Peter Morici: Giving the Fed better tools to manage financial crisis
Three times since August, the Federal Reserve has cut the federal funds rate — the rate banks charge each other for overnight loans and that strongly influences the short-term rates they charge businesses. However, Chairman Jerome Powell has made clear the Fed won’t lower rates further as long as the economy continues to grow at its current moderate pace.
President Trump’s detractors, who view his tax cuts as irresponsible and tariffs downright menacing, carp the overnight rate — now targeted at 1.5% to 1.75% — should be reduced further. They view recent stock market surges as a mirage. They note, for example, the majority of corporate CFOs are planning for a recession in the next 12 months, and the market rally is very thin — it continues to be driven mostly by big tech stocks.
The facts are shifting. Third- quarter GDP growth and broader corporate earnings were better than expected, stronger profits are likely for 2020 and core inflation — prices less volatile food and energy — is still below but close enough to 2%.
Also, interest rate cuts have diminishing returns.
Healthy businesses are flush with capital and spend a lot less on structures and machines in a service- oriented economy than they did when manufacturing dominated.
Mortgage rates fell long before the Fed started cutting rates in August. While those boosted mortgage lending, rates did not drop further on cue from the Fed afterward.
Optimism notwithstanding, another recession will happen sooner or later, and likely will be triggered by promiscuity in the financial sector again.
In the United States, low interest rates and lenient ratings by Moody’s and other bond rating agencies have enabled B-rated companies — those occupying the lowest tier of investment grade bonds — and C-rated companies to borrow well beyond their capacity to repay.
With the federal funds rate so low, the Fed has little room to lower interest rates further. Jumping into the longer-term Treasury and mortgage-security markets won’t do any more to limit the hemorrhaging than quantitative easing accomplished from 2008 to 2014.
Commercial banks, asset managers and hedge funds have accounts at the Fed that pay interest at nearly the same rate as the federal funds rate — practices that did not exist prior to the financial crisis. That is where commercial banks park required and excess reserves that provide ready liquidity for business and consumer accounts.
These days banks carry reserves far in excess of what the Fed requires and often refuse to lend excess funds to businesses, even those offering Treasury securities as collateral. Simply, the banks would rather pay checking and money-market account customers less than 0.2% and earn 1.55% at the Fed.

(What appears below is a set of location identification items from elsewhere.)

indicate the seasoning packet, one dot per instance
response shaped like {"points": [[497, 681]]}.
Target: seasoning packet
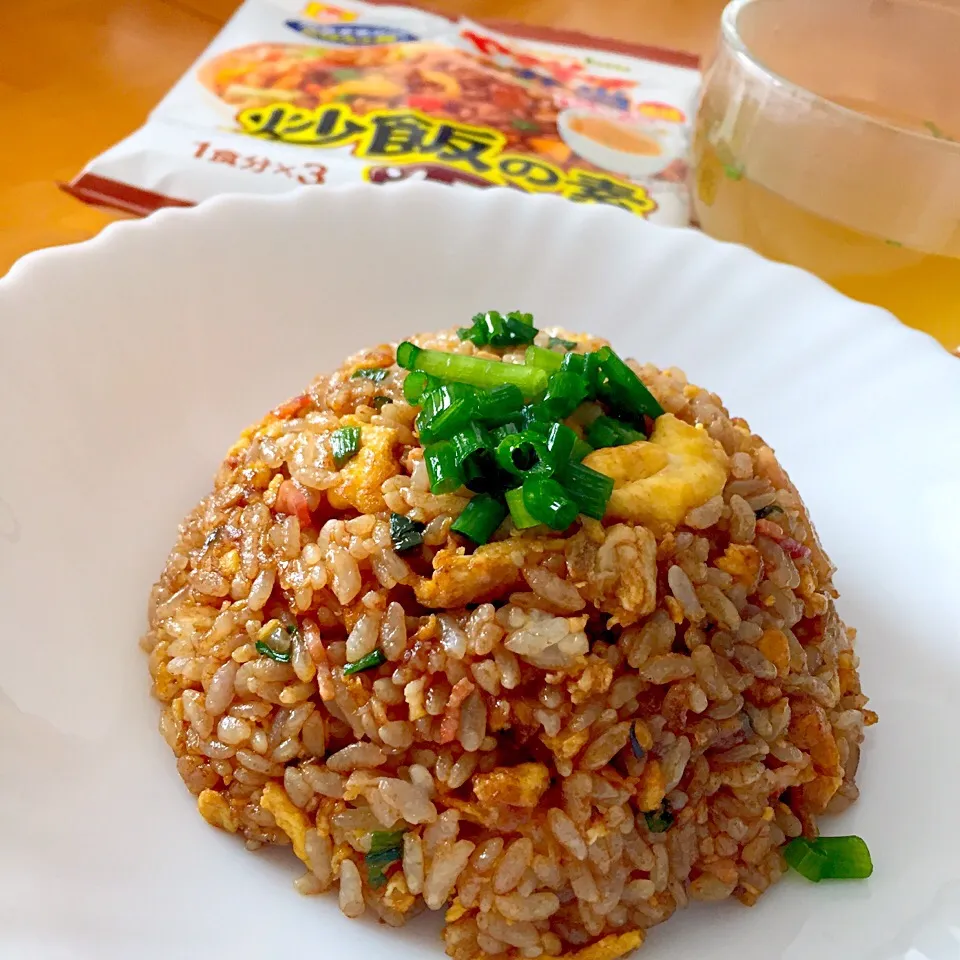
{"points": [[292, 93]]}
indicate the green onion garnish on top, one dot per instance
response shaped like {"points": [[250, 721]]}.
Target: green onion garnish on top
{"points": [[368, 662], [493, 329], [588, 488], [547, 502], [446, 410], [405, 533], [344, 442], [624, 388], [416, 384], [523, 453], [547, 360], [497, 428], [480, 518], [565, 392], [519, 514], [472, 370], [268, 651], [499, 405], [442, 467], [376, 374], [385, 848], [829, 858], [608, 432], [659, 820]]}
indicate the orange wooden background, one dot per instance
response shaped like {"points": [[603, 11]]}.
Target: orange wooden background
{"points": [[78, 75]]}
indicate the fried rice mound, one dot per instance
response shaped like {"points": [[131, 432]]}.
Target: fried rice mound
{"points": [[571, 735]]}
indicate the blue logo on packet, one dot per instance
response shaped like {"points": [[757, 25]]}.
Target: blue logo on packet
{"points": [[351, 34]]}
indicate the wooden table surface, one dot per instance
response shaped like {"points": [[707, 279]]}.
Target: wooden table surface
{"points": [[78, 75]]}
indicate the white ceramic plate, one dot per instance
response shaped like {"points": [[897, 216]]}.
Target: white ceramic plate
{"points": [[128, 364]]}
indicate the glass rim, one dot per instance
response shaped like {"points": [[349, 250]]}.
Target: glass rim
{"points": [[730, 34]]}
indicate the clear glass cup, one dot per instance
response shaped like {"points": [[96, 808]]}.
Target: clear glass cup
{"points": [[828, 136]]}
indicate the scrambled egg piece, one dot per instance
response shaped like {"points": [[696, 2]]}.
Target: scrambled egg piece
{"points": [[776, 648], [658, 481], [492, 569], [743, 562], [566, 747], [397, 896], [455, 911], [290, 819], [519, 786], [615, 569], [650, 789], [611, 947], [216, 811], [363, 475]]}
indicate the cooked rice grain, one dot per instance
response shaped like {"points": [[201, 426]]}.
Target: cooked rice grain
{"points": [[521, 733]]}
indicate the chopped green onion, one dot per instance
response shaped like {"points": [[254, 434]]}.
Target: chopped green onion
{"points": [[548, 502], [541, 357], [500, 433], [589, 489], [607, 432], [575, 363], [591, 370], [496, 330], [385, 848], [445, 395], [376, 374], [523, 454], [480, 518], [405, 533], [268, 651], [381, 840], [445, 411], [626, 390], [407, 354], [565, 391], [560, 443], [829, 858], [344, 442], [416, 384], [471, 445], [500, 405], [658, 821], [522, 519], [580, 449], [533, 414], [473, 370], [442, 467], [368, 662]]}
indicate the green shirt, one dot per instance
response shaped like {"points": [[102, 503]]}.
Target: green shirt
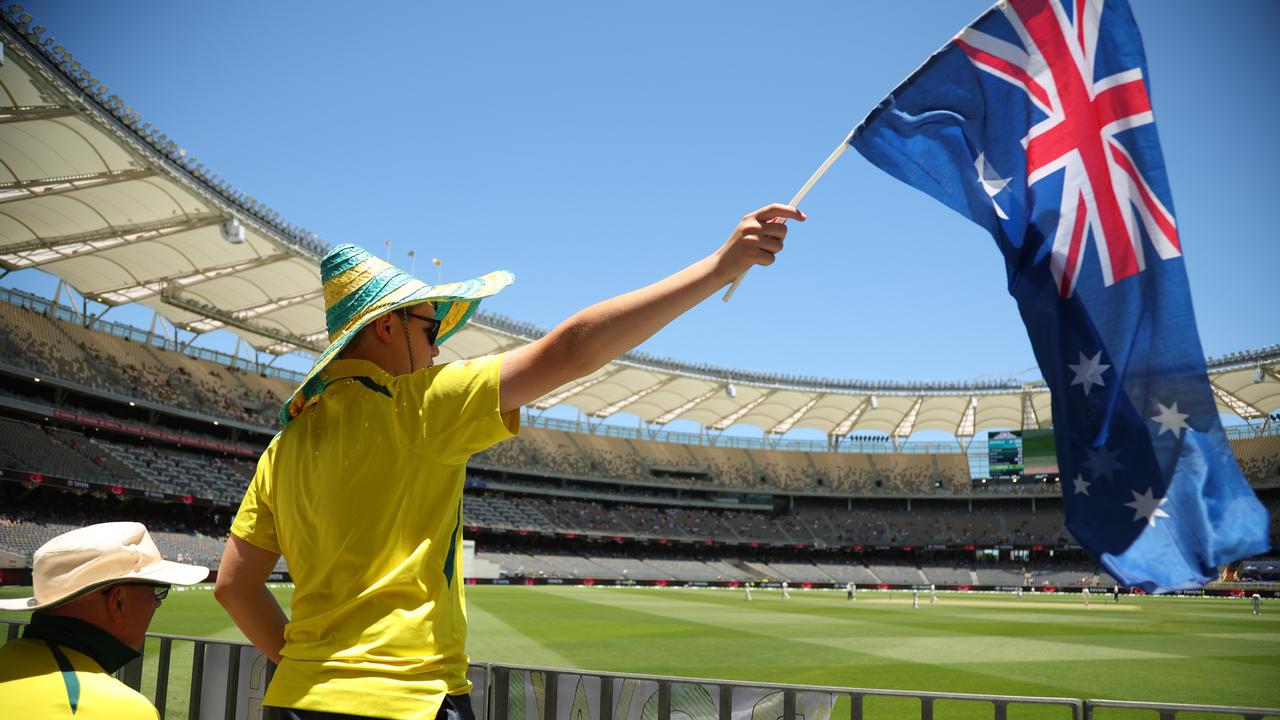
{"points": [[362, 495], [62, 668]]}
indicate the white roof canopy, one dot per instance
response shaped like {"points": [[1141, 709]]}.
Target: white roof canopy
{"points": [[96, 196]]}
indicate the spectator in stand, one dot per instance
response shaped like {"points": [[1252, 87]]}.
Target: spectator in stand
{"points": [[378, 627], [96, 589]]}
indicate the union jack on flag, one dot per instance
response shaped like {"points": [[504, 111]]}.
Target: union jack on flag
{"points": [[1036, 122]]}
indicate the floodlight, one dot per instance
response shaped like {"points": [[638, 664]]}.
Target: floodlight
{"points": [[233, 231]]}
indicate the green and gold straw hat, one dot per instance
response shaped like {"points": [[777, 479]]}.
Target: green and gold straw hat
{"points": [[359, 287]]}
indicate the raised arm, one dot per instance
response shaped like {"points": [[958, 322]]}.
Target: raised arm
{"points": [[241, 589], [593, 337]]}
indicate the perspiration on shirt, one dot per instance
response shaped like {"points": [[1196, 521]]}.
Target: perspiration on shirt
{"points": [[362, 496]]}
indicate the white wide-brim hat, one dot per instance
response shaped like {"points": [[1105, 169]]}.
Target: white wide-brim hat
{"points": [[86, 559]]}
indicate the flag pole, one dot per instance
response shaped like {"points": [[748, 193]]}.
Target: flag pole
{"points": [[795, 201]]}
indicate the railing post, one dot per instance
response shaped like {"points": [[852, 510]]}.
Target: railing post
{"points": [[606, 698], [132, 673], [855, 706], [163, 674], [232, 680], [197, 679], [501, 682], [549, 691]]}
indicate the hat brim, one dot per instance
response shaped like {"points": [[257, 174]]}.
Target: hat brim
{"points": [[165, 573], [462, 299]]}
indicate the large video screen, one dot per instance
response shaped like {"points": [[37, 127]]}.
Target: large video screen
{"points": [[1005, 454], [1040, 454], [1022, 454]]}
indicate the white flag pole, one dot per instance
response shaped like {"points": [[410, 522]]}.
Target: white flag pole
{"points": [[795, 201]]}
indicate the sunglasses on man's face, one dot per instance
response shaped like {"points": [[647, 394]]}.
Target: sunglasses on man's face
{"points": [[160, 591], [433, 326]]}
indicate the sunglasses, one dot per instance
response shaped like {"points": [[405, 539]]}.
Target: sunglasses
{"points": [[433, 326], [160, 591]]}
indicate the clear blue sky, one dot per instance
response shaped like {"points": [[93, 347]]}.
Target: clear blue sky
{"points": [[592, 147]]}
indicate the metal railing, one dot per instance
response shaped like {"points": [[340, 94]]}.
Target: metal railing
{"points": [[228, 680]]}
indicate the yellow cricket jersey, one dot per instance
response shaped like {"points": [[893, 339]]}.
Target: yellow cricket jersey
{"points": [[362, 495], [50, 679]]}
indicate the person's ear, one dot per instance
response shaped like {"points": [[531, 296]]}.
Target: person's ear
{"points": [[383, 327], [117, 604]]}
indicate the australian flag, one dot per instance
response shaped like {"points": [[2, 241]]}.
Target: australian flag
{"points": [[1036, 123]]}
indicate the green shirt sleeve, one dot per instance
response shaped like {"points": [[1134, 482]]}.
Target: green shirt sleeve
{"points": [[452, 411]]}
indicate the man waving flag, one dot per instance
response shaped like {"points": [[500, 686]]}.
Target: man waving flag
{"points": [[1036, 122]]}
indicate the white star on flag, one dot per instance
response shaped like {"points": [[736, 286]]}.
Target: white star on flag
{"points": [[1088, 372], [1102, 463], [1146, 506], [991, 182], [1171, 420]]}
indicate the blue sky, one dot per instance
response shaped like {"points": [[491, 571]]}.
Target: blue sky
{"points": [[592, 147]]}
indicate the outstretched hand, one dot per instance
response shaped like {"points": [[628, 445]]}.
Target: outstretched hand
{"points": [[755, 241]]}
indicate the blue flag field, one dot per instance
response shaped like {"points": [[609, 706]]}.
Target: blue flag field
{"points": [[1036, 122]]}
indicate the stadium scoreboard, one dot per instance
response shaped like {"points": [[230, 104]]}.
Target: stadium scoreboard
{"points": [[1005, 454], [1014, 454]]}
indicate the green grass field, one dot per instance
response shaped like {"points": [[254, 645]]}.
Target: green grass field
{"points": [[1170, 650]]}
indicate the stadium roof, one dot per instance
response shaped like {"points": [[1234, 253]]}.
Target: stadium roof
{"points": [[97, 196]]}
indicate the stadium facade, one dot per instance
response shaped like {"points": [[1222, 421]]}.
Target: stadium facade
{"points": [[122, 214]]}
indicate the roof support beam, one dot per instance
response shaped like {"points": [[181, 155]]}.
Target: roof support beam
{"points": [[35, 113], [609, 410], [908, 424], [552, 400], [152, 286], [676, 413], [727, 422], [44, 187], [173, 297], [787, 423], [1240, 408], [255, 310], [44, 250], [846, 425], [1029, 420]]}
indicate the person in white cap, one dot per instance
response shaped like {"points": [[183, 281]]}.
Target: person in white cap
{"points": [[96, 589]]}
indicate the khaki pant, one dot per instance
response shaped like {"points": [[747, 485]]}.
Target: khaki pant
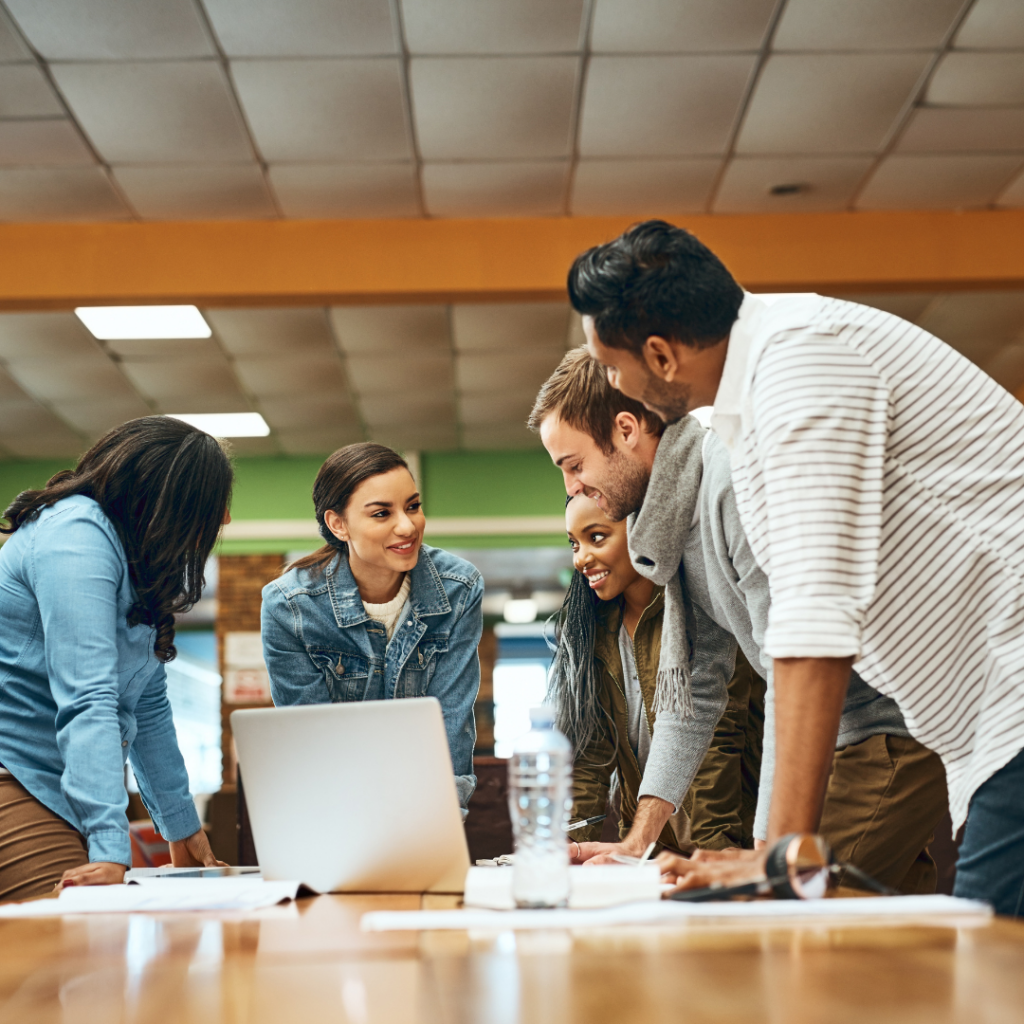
{"points": [[886, 795], [36, 845]]}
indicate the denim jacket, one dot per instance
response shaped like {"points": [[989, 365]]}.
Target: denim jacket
{"points": [[322, 647], [80, 690]]}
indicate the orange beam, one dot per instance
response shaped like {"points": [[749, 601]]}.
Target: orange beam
{"points": [[383, 261]]}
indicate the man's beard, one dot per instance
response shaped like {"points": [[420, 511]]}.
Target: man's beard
{"points": [[626, 486]]}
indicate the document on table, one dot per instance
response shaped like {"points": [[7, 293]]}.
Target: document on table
{"points": [[881, 909], [159, 896]]}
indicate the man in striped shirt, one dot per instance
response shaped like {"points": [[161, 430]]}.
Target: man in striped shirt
{"points": [[880, 480]]}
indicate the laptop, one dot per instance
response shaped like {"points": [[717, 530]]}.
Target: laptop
{"points": [[353, 797]]}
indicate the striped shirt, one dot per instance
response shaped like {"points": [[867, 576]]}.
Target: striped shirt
{"points": [[880, 479]]}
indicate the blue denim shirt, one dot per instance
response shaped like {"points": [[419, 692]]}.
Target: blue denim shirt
{"points": [[81, 691], [322, 647]]}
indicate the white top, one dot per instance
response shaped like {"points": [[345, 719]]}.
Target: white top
{"points": [[389, 613], [880, 479]]}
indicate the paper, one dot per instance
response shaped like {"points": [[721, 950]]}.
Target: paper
{"points": [[895, 909], [158, 896]]}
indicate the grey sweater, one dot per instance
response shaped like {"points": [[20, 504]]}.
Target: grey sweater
{"points": [[725, 581]]}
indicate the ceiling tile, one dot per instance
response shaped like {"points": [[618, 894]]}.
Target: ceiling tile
{"points": [[827, 183], [161, 113], [112, 30], [57, 380], [504, 326], [210, 192], [163, 379], [94, 418], [34, 335], [504, 371], [317, 440], [471, 27], [325, 110], [40, 142], [937, 182], [679, 26], [25, 92], [642, 186], [406, 410], [978, 80], [945, 129], [384, 330], [493, 109], [383, 374], [520, 189], [300, 411], [838, 102], [662, 105], [866, 25], [993, 25], [346, 189], [271, 332], [293, 374], [302, 28], [58, 194]]}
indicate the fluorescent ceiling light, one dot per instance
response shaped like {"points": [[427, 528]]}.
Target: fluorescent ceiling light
{"points": [[118, 323], [226, 424]]}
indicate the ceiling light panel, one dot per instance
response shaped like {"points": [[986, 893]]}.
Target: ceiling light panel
{"points": [[946, 129], [158, 113], [391, 330], [978, 80], [113, 30], [347, 190], [662, 105], [501, 189], [110, 323], [839, 102], [325, 110], [471, 27], [823, 183], [34, 142], [75, 194], [992, 25], [26, 93], [480, 109], [203, 192], [632, 187], [679, 26], [866, 25], [905, 182], [515, 327], [272, 332], [303, 28]]}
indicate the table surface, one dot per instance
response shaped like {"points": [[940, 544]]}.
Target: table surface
{"points": [[308, 963]]}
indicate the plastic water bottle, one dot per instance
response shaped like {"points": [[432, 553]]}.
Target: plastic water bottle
{"points": [[540, 804]]}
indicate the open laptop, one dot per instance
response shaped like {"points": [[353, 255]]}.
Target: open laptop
{"points": [[353, 797]]}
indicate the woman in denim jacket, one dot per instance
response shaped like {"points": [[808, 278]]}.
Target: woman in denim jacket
{"points": [[375, 613], [99, 561]]}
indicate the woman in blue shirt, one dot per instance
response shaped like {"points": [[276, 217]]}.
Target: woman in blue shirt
{"points": [[375, 613], [98, 563]]}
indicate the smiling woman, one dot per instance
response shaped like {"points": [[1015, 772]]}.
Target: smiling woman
{"points": [[376, 613]]}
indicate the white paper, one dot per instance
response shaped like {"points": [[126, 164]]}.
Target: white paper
{"points": [[159, 895], [895, 908]]}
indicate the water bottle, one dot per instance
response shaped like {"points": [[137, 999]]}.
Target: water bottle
{"points": [[540, 804]]}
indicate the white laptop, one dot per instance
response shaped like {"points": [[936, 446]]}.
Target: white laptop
{"points": [[353, 797]]}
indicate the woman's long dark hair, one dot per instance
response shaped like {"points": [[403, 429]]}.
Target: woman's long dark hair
{"points": [[165, 485], [333, 489]]}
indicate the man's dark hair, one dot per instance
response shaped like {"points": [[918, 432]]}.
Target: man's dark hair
{"points": [[579, 393], [654, 280]]}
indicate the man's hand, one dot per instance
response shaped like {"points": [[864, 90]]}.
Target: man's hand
{"points": [[101, 872], [194, 852]]}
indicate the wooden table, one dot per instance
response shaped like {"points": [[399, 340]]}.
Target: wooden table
{"points": [[308, 963]]}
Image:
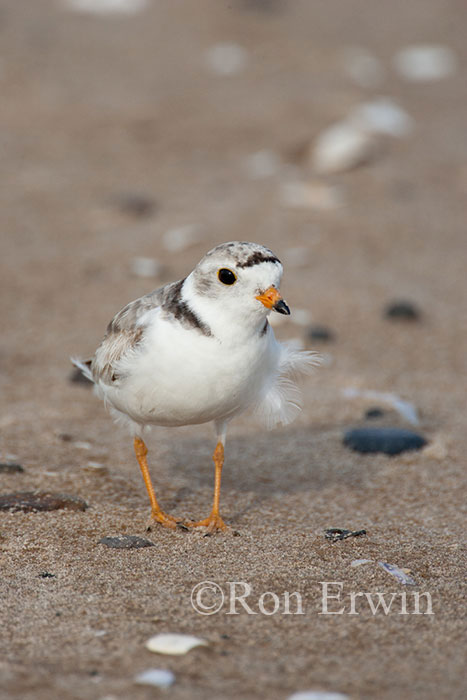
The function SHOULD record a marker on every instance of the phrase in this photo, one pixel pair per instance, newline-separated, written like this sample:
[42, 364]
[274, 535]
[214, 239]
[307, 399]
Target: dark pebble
[390, 441]
[374, 412]
[126, 542]
[402, 310]
[336, 534]
[10, 468]
[32, 501]
[135, 204]
[321, 334]
[77, 377]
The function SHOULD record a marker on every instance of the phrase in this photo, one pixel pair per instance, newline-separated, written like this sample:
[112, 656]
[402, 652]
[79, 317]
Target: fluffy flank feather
[281, 402]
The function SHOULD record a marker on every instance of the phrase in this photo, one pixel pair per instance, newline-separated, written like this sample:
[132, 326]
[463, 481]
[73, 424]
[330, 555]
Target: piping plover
[199, 350]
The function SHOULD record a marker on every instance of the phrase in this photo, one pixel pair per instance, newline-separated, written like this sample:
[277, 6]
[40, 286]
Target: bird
[201, 350]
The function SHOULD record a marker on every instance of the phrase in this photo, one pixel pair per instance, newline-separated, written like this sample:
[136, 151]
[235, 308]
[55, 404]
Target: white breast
[179, 376]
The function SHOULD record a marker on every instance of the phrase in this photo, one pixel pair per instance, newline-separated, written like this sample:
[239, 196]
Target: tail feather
[84, 366]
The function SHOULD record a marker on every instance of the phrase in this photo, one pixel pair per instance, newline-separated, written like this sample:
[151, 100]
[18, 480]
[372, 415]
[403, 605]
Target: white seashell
[104, 7]
[145, 267]
[425, 63]
[400, 574]
[174, 644]
[363, 68]
[226, 59]
[158, 677]
[341, 147]
[82, 445]
[262, 164]
[298, 256]
[311, 195]
[317, 695]
[382, 116]
[404, 408]
[302, 317]
[177, 239]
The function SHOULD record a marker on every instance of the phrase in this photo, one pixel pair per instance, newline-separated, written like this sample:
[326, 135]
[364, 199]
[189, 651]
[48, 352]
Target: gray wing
[124, 334]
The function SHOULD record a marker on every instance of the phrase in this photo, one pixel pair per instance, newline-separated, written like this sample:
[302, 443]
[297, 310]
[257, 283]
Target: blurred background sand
[135, 139]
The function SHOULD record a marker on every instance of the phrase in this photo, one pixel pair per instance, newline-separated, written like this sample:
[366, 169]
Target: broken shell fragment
[174, 644]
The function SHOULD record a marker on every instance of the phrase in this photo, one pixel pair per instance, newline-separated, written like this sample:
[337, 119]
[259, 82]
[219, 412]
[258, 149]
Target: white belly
[181, 377]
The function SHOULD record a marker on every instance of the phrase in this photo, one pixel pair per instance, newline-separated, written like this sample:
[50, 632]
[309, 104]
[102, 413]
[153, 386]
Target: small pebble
[336, 534]
[436, 450]
[321, 334]
[82, 445]
[262, 5]
[374, 412]
[33, 501]
[174, 644]
[389, 441]
[157, 677]
[106, 7]
[341, 147]
[135, 204]
[227, 59]
[10, 468]
[126, 542]
[401, 575]
[402, 310]
[363, 68]
[425, 63]
[145, 267]
[77, 377]
[382, 116]
[311, 195]
[95, 468]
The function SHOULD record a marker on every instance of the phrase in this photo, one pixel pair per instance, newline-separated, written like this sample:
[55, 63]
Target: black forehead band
[257, 258]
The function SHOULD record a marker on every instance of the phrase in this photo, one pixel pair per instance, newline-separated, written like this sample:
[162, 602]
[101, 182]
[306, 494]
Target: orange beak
[271, 299]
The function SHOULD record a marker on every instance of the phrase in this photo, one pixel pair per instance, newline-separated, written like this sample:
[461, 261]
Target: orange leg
[156, 513]
[214, 521]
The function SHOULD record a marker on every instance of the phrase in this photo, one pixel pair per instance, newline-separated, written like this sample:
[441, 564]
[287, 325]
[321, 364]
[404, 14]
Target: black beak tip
[282, 308]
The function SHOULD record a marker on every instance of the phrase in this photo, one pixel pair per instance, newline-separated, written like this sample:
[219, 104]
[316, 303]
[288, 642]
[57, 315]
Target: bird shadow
[269, 464]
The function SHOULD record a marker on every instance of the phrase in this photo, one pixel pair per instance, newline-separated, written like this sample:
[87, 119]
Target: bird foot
[169, 521]
[212, 523]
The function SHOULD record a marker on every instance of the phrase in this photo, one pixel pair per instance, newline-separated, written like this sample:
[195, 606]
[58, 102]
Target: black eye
[226, 276]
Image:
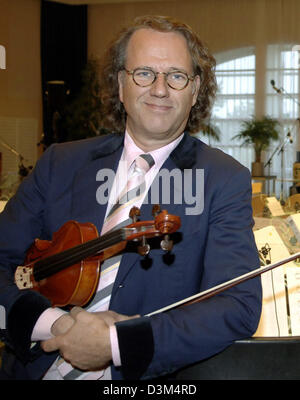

To break this reticence, the Fed should end interest payments on excess reserves, and in a crisis focus more on injecting additional excess reserves onto bank balance sheets than cutting rates further.
The Fed with the Treasury should explore digital currency — specifically letting all credit worthy banks, businesses and individuals open accounts with regional Fed banks. In a recession, Congress could authorize the Treasury to print bonds, place those on the Fed balance sheet, and directly inject cash business and consumer accounts. That would be more effective than slow-moving infrastructure projects or toying with the tax system.
Incentivizing banks to lend by not rewarding passive reserves and the capacity to directly inject money directly into business and consumer checking accounts would give the Fed sharp tools in a crisis.